Jesus, as the eternal Son of God, took on a human body and permanently identified with mankind, thus becoming the Son of Man. As Son of Man, He became like his brethren in all things, except that He was perfect and never sinned--and in reality He could not sin because He was God. Because His Father was God, He was not born in death as we are. He was the unique God-Man. He maintained a perfect relationship with His Father from the beginning to the very end of His life on earth. He was the perfect Lamb of God. He was perfected as our Savior, but not out of weakness and sin as we are. His "tempting" or testing was necessary, but only to reveal who He was. The devil thought he could cause Him to fall, but the devil himself was deceived to think that. "Though He was a Son, yet He learned obedience by the things which He suffered. And having been perfected, He became the author of eternal salvation to all who obey Him..." (Hebrews 5:8-9).
If Jesus was not born in sin and could not sin, how then could He be our Savior? How could He really understand our plight or meet our need? Until He underwent death at Calvary, He was not yet fully identified (united) with Adam, so He could not yet lift us out of death. It was at Calvary that His identification or union with mankind was completed. "For He made Him who knew no sin to be sin for us, that we might become the righteousness of God in Him" (2 Corinthians 5:21). "Now from the sixth hour until the ninth hour there was darkness over all the land. And about the ninth hour Jesus cried out with a loud voice, saying, 'Eli, Eli, lama sabachthani?' that is, 'My God, My God, why have You forsaken Me?'" (Matthew 27:45-46). In the final hour of the cross, Jesus became sin for us and suffered the result of sin, which is death. His identification with Adam was now complete, as He took the whole of Adam's sin upon Himself. In that hour of total abandonment to the will of God, Jesus entrusted Himself into the hands of His Father, who was able to raise Him out of the grave. "And when Jesus had cried out with a loud voice, He said, 'Father, into Your hands I commit My spirit.' Having said this, He breathed His last" (Luke 23:46).

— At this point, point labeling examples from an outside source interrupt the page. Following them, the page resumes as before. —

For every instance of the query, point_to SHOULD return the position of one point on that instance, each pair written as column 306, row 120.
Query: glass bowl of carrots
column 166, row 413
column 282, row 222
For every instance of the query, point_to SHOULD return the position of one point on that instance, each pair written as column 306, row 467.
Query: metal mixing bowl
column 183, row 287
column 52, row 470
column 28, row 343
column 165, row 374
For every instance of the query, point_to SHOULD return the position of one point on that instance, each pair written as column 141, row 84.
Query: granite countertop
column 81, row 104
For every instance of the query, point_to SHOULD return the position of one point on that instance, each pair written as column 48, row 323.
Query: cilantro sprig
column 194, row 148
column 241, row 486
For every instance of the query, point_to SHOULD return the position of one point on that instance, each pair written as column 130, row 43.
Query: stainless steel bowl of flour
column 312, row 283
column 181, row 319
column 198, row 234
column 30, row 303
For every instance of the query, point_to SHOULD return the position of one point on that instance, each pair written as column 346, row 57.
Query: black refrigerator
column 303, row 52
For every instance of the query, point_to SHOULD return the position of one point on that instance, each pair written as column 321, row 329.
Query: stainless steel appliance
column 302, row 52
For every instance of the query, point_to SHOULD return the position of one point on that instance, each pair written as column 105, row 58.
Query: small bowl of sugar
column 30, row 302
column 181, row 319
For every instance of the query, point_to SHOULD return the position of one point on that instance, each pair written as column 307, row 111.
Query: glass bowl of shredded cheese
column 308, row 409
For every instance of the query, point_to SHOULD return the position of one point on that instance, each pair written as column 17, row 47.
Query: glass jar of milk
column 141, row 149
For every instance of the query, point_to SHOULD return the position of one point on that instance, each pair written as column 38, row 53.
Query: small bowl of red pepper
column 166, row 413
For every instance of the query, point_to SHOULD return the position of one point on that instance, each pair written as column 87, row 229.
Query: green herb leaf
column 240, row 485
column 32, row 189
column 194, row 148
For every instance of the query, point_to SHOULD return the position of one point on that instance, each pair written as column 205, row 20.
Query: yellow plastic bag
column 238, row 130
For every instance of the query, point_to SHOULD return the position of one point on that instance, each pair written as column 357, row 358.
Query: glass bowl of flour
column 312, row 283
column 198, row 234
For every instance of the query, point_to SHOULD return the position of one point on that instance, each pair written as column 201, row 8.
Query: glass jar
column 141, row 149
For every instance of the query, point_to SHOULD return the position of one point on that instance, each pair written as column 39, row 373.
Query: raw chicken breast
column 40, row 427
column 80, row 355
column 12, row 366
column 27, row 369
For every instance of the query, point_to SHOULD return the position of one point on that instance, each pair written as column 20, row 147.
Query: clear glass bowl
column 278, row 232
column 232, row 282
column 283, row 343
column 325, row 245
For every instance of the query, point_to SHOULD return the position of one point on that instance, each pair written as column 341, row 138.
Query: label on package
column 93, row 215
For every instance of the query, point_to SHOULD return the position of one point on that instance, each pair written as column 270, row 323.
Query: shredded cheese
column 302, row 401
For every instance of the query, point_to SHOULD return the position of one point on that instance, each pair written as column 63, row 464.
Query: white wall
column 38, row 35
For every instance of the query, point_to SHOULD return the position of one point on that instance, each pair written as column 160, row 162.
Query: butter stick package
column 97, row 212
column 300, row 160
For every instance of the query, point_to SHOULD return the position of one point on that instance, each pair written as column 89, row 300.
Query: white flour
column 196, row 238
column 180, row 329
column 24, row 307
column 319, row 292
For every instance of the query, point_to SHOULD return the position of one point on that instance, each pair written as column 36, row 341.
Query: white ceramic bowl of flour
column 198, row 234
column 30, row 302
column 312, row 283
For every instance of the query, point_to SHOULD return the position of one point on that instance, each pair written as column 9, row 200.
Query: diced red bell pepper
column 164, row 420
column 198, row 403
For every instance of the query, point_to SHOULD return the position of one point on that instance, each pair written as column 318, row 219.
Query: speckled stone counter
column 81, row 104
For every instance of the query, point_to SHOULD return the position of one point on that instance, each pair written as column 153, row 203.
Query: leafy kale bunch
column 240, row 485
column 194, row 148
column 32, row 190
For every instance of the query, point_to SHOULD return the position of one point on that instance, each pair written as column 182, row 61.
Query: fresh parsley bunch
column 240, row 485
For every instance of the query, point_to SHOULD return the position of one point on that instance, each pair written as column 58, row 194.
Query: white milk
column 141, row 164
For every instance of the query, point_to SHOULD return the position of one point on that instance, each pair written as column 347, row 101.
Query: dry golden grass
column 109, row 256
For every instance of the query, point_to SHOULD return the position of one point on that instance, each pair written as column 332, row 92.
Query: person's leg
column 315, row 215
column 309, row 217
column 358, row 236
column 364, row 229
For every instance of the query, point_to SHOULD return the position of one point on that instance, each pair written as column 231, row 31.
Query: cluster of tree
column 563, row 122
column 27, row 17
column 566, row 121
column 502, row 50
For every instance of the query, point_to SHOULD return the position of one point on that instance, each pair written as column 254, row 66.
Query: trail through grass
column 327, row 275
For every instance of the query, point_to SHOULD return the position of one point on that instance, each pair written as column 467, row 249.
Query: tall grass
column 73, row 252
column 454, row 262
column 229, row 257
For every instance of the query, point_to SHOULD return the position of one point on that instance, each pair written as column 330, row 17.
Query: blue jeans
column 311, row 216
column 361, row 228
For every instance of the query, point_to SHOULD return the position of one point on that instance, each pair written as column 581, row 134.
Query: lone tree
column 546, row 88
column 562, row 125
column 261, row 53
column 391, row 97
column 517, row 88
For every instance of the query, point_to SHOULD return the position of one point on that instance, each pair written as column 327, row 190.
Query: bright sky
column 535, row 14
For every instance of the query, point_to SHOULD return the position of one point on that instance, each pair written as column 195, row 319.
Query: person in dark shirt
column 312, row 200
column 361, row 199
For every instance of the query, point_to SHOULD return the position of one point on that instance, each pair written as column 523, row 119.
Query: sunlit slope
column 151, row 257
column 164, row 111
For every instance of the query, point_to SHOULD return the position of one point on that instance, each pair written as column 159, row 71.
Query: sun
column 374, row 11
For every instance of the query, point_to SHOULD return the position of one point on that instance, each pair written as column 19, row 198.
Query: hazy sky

Three days later, God raised Jesus triumphantly from the grave. "Him, being delivered by the determined purpose and foreknowledge of God, you have taken by lawless hands, have crucified, and put to death; whom God raised up, having loosed the pains of death, because it was not possible that He should be held by it" (Acts 2:23-24). When Jesus rose, He arose alone, but He would not be alone for long. In a few days a new family would begin to grow. Jesus arose as the Head of the new man, the "new Adam"--the Head of a new creation. God was beginning again in Christ, and this race would not fail, because it was based on God, His life, and His ability working within man.
After Jesus rose from the dead, He ascended to the Father and received the promise from the Father. "This Jesus God has raised up, of which we are all witnesses. Therefore being exalted to the right hand of God, and having received from the Father the promise of the Holy Spirit, He poured out this which you now see and hear" (Acts 2:32-33). On the day these words were spoken, the first group of 120 were raised up together with Christ in newness of life. They were baptized (filled) with the Holy Spirit (who is God) by Christ, and were thus united with Him in His resurrection. They were born of the Spirit into a new life in union with God. Old things passed away; now all things were new. What that first group of believers experienced is what every believer experiences when he comes to Jesus as Savior and Lord to receive life from above. Jesus takes us out of our death (separation from God) and brings us into His life (union with God). This is the glorious salvation that Jesus purchased for us at Calvary.